The MUC1-C oncoprotein is aberrantly overexpressed in human carcinomas and activates a program of immune evasion. However, no therapeutic approaches have been developed clinically against this highly important cancer target. In addressing this unmet need, the proposed research focuses on the development of agents directed against the MUC1-C extracellular and cytoplasmic domains. The goal of these studies is to develop clinical candidates that target MUC1-C as novel immunotherapeutics for treatment of solid tumors.
Multi-Pathway DNA Repair Capacity Measurements in Lung Cancer Patients and Healthy Controls
NIEHS - 1U01ES029520-01
PIs: Zachary David Nagel (HSPH), David C Christiani (HSPH), Bevin P. Engelward (MIT)

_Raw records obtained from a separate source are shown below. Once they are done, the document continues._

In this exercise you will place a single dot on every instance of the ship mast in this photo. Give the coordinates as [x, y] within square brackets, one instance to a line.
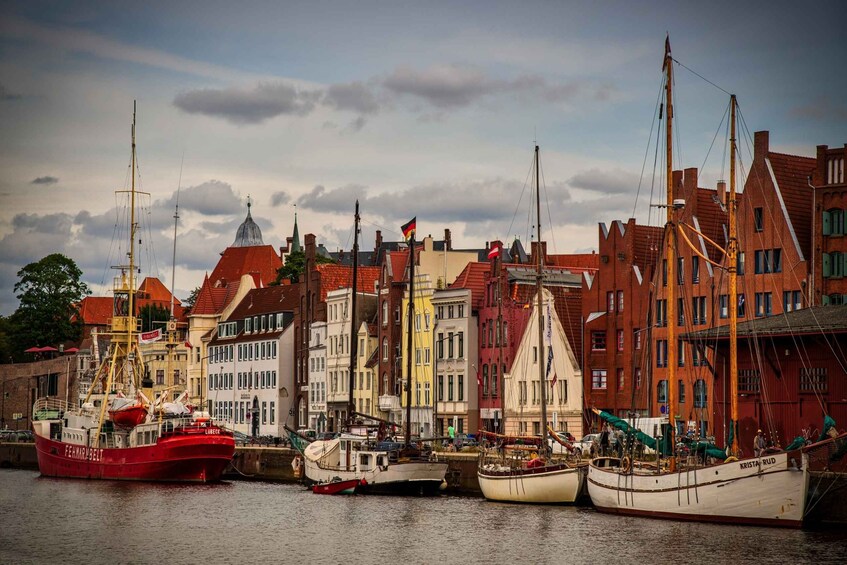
[409, 336]
[731, 255]
[351, 403]
[539, 287]
[670, 237]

Aberrant DNA repair capacity is associated with cancer risk, however the available tools measuring DNA repair have been challenging to implement in population studies and often limited to a single repair pathway. We will use a combination of genomics approaches and new genome integrity assays, including recently developed fluorescence multiplex host cell reactivation (FM-HCR) assays and CometChip to make comprehensive assessments of DNA repair capacity in multiple pathways in lymphocytes from healthy individuals and lung cancer patients undergoing radiation therapy. By revealing mechanisms by which deficiencies in genome maintenance may contribute to cancer risk and the severity of clinical radiation sensitivity, this work may open the door to new personalized cancer treatment and prevention strategies.
SIMPRO Research Center: Integration and Implementation of PROs for Symptom Management in Oncology Practice
PIs: Debora Schrag (DFCI), Raymond U Osarogiagbon (Baptist Cancer Center), Sandra L Wong (Dartmouth)
Electronic tracking of patient-reported outcomes (ePROs) has been shown to reduce symptom burden related to cancer treatment, however, evidence for the effectiveness of these systems is limited to large cancer centers and optimal strategies for implementation are uncertain. The proposed 6-site Research Center will adapt existing ePRO symptom management systems, integrate them into an EHR and conduct a pragmatic cluster randomized trial with stepped wedge rollout to investigate the effectiveness of ePRO monitoring to alleviate symptom burden following major cancer surgery or during receipt of palliative chemotherapy. The project will focus on implementation outcomes so that knowledge about the strategies that facilitate adoption and sustainability can inform deployment of this intervention in other contexts.
Overall Ewing sarcoma, an aggressive malignancy of the bone, remains incurable and understudied despite discovery of the oncogenic EWS-ETS fusion proteins that drive tumorigenesis 30 years ago. Understanding the biology and mechanisms of action of EWS-ETS oncoproteins will provide an avenue to develop therapeutic strategies that involve specifically inhibiting the fusion protein, their interacting partners and the core transcriptional circuitry that they drives to promote oncogenesis. Research in this FUSONC2 Center will identify new targets and develop new therapies, thus developing the fundamental preclinical knowledge and tools to more effectively treat this devastating disease.